Application of activated carbon produced from phosphoric acid-based chemical activation of oil fly ash for the removal of some charged aqueous phase dyes: role of surface charge, adsorption kinetics, and modeling

Oil fly ash (OFA) waste from electric power plants poses a serious management challenge. To address this problem, we studied the conversion of OFA into activated carbon (AC) and investigated the application of the produced AC for the removal of several aqueous phase dyes. The latter investigation included a study of the effects of various process parameters, such as pH, AC amount, and initial dye concentration, on the efficiency of AC adsorption.
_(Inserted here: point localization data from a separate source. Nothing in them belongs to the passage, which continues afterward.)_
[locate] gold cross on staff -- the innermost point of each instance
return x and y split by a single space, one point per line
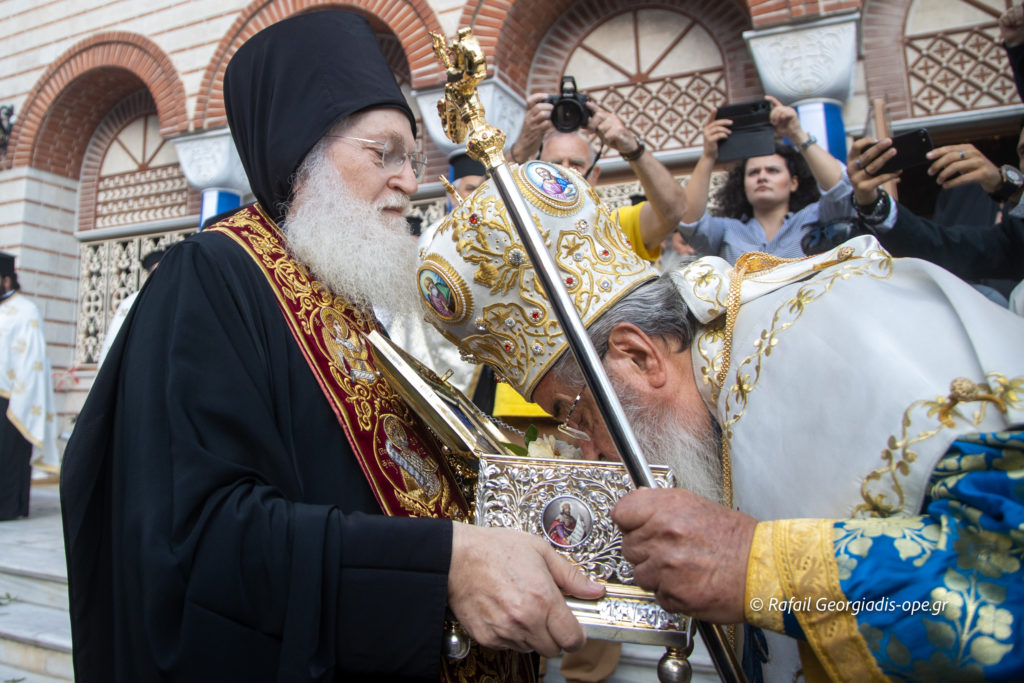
461 110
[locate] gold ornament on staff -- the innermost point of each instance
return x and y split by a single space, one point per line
463 120
461 109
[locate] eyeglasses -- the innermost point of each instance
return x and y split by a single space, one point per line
393 155
568 429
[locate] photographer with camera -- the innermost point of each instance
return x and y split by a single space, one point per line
550 132
768 203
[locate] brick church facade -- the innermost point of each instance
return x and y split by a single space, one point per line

The highest specific surface area (SSABET) value of 63 m2/g was achieved for the produced AC sample using a phosphoric acid strength of 40% (w/w %), an impregnation ratio R of 0.8 (mL-acid/gm-fly ash), and a furnace temperature of 500°C (for 2 h). Increased methylene blue (MB) adsorption onto AC was observed when the pH was above 5. At higher pH, the presence of positive amino groups on MB was indicated to favor its adsorption onto AC, which was found to have a dominant negative surface charge at pH values above 5.6 (i.e. pHzpc). Furthermore, speciation of the AC surface functional groups, including O–H groups, was also invoked to explain the pH-dependent adsorption of MB onto OFA-based AC. In addition, methyl orange (MO) dye showed higher adsorption at acidic pH values, and an increase in pH from 2 to 8 caused a decrease in its adsorption, which was also attributed to its AC's of 5.6. The kinetics studies showed that the adsorption rate values are higher at lower dye concentrations. A better fit was observed for the second-order kinetics compared to the first-order kinetics. The Freundlich isotherm model provided a better fit for the adsorption of MB and MO, whereas the Langmuir model provided a better fit for rhodamine B (RB) adsorption. Furthermore, the response surface methodology (RSM)-based models also showed that the RSM approach can be used to predict the removal of RB, MB, and MO dyes from the aqueous phase using OFA-based AC under a varying set of operational conditions. In summary, the results from the present investigation indicate that OFA-based AC can be successfully used for the removal of several dye contaminants from wastewater streams by carefully optimizing the process conditions described in this work.